Season: autumn, winter
Ingredients for 2 servings
- block of 150gr Comté cheese (or similar hard cheese)
- half a butternut
- 2 cloves of garlic
- 1 onion
- winter purslane
- 150gr mushrooms
- 350gr salsify
- fresh tarragon
- some lemon juice
- little bit of milk
- pepper, basil, rosemary, parsley, paprika powder
Ingrediënten voor 2 porties (Dutch)
- blok van 150gr Comté (of een gelijkaardige harde kaas)
- halve flespompoen
- 2 teentjes knoflook
- 1 ui
- 150gr paddenstoelen
- 350gr schorseneren
- verse dragon
- een beetje citroensap
- klein beetje melk
- peper, basilicum, rozemarijn, peterselie, paprikapoeder
- Chop the butternut in small pieces (don’t throw away the pumpkin pits!). Chop the onion, garlic and mushrooms in small pieces.
- Grate the cheese.
- Cut off the root ends of the salsify and peel of the outer skin. Chop in pieces of 1cm wide. Add them to a bowl of water with some lemon juice.

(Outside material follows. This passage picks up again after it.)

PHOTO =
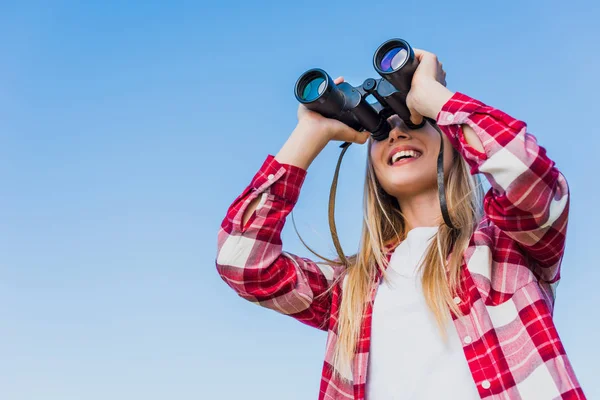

- Add some olive oil in a pot and add the butternut pieces. Bake for 15 minutes.
- Add some olive oil in another pot and bake the garlic and onion. Add some paprika powder and bake for a few minutes.
- Add the mushrooms and salsify to the onions and bake for another 10 minutes.
- Add the grated cheese and a little bit of milk to the butternut squash and mash it.
- Add the winter purslane to the vegetables.
- Add some pepper, basil, rosemary, parsley and the fresh tarragon to the mashed butternut squash.
- Add some pepper, basil, rosemary and parsley to the vegetables and serve. You can keep the mashed butternut squash and vegetables separate or add it all together.